Bei Barbara Hensdiek wurde die gefährliche Aussackung zwar rechtzeitig erkannt, dennoch konnten die Ärzte der Klinik für Gefäßchirurgie sie nicht direkt operieren, da nicht nur die Hauptschlagader, sondern auch weitere Arterien vergrößert waren: „Meistens beginnt ein Aneurysma deutlich unterhalb der beiden aus der Aorta abgehenden Nierenschlagadern. In diesen Fällen kann die Behandlung in der Regel mit Standard-Prothesen erfolgen, die wir für akute Notfälle immer vorrätig haben. Bei Frau Hensdiek jedoch lag ein Aortenaneurysma mit Beteiligung weiterer innerer Organe vor: Die aus der Bauchschlagader abgehenden Seitenäste zu den Nieren, der Leber, der Milz, dem Magen und dem Darm waren ebenfalls betroffen. Die Durchmesser und die Lage dieser abzweigenden Gefäße sind bei jedem Menschen unterschiedlich, so dass wir für Frau Hensdiek eine speziell zugeschnittene Gefäßprothese anfertigen lassen mussten“, erläutert Chefarzt Fahed Kazkaz. Nach einer speziellen Angio-Computertomographie, bei der die Position der jeweiligen Arterien und Blutgefäße in 1mm Schichten exakt ausgemessen wurden, wurde eine individuelle Prothese für die Patientin produziert und in einer aufwändigen Operation eingesetzt.
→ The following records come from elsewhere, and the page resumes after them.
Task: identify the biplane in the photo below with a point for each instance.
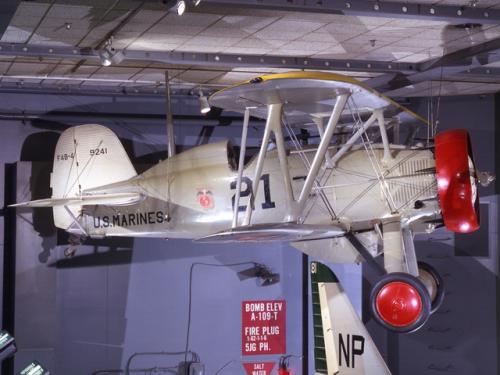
(351, 197)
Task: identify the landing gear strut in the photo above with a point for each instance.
(74, 242)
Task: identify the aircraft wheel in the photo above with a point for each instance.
(69, 252)
(433, 283)
(400, 302)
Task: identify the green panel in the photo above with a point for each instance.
(322, 274)
(319, 340)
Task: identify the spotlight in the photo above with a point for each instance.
(7, 345)
(265, 276)
(204, 104)
(181, 7)
(108, 55)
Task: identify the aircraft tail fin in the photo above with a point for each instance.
(86, 157)
(343, 346)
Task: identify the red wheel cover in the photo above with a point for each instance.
(460, 213)
(399, 304)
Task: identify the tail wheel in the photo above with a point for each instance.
(400, 302)
(433, 283)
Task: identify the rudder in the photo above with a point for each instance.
(86, 156)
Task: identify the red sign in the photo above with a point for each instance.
(263, 328)
(260, 368)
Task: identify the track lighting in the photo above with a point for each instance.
(181, 7)
(108, 55)
(204, 104)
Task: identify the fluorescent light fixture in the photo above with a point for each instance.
(108, 55)
(34, 368)
(181, 7)
(204, 104)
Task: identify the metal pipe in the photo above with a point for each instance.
(170, 121)
(383, 133)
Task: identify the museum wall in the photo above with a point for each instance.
(93, 312)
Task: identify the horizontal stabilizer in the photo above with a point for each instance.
(116, 199)
(275, 233)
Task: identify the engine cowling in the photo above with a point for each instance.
(456, 180)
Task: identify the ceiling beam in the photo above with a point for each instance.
(427, 12)
(462, 62)
(7, 11)
(211, 59)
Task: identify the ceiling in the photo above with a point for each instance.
(41, 27)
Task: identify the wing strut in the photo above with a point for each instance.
(241, 164)
(273, 124)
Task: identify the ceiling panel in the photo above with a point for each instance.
(237, 31)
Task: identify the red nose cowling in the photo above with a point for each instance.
(460, 213)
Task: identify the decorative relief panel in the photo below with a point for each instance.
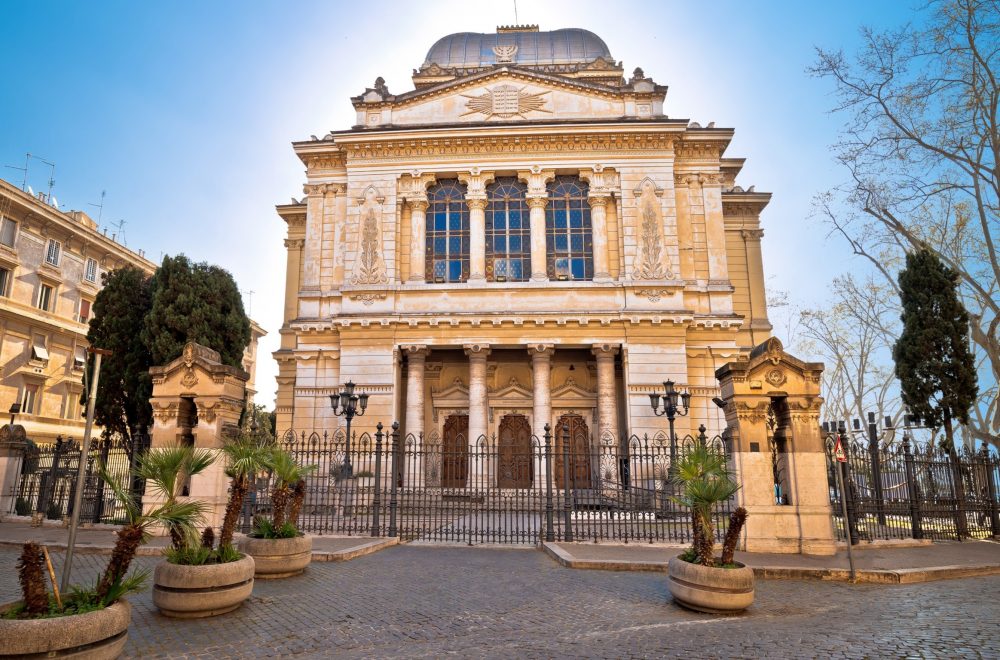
(505, 101)
(651, 258)
(369, 265)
Für einen Eingriff dieser Art ist eine hohe gefäßchirurgische Qualifikation notwendig, sie gilt als eine der schwierigsten Operationen überhaupt. Nur wenige Kliniken in Deutschland sind in der Lage, einen solchen Eingriff durchzuführen. „Die Schwierigkeit besteht darin, dass man die Prothese sehr genau positionieren muss, insbesondere an den Stellen, wo die sich die Abgänge für die Arterien befinden, die die Blutversorgung der Organe sichern. Gelingt dies nicht, würde dies sofort zu Durchblutungsstörungen in den Organen führen“, erläutert Fahed Kazkaz.

„Ich habe jetzt innere Werte“, lacht Barbara Hensdiek angesichts der teuren maßgeschneiderten Prothese. „Der Eingriff ist gut verlaufen und auch die CT-Nachkontrolle sieht gut aus. Ich bin dem Team der Gefäßchirurgie im Klinikum sehr dankbar.“

Das Bauchaortenaneurysma

Von einem Bauchaortenaneurysma sind meist Menschen über 60 Jahre betroffen, in Einzelfällen auch jüngere Patienten. Rauchen, hoher Blutdruck oder Stoffwechselstörungen können zur Erweiterung der Arterie führen. Entdeckt wird die Erkrankung in der Regel erst durch eine Ultraschalluntersuchung des Bauches – Symptome oder Warnzeichen gibt es häufig nicht. Im Laufe der Jahre erweitert sich die Arterie immer weiter und wird so zur tödlichen Gefahr: Jährlich sterben vermutlich zehntausende Patienten an den Folgen einer geplatzten Bauchschlagader. Aneurysmen im Bauchraum sind besonders problematisch, da von hier alle lebenswichtigen Organe mit Blut versorgt werden. Durch medizinische Fortschritte kann diese Erkrankung heute durch eine Ultraschalluntersuchung frühzeitig erkannt werden. Die Klinik für Gefäßchirurgie im Klinikum Gütersloh ist das einzige zertifizierte Gefäßzentrum im Kreis Gütersloh und auf die Diagnose und Therapie des Bauchaortenaneurysmas spezialisiert.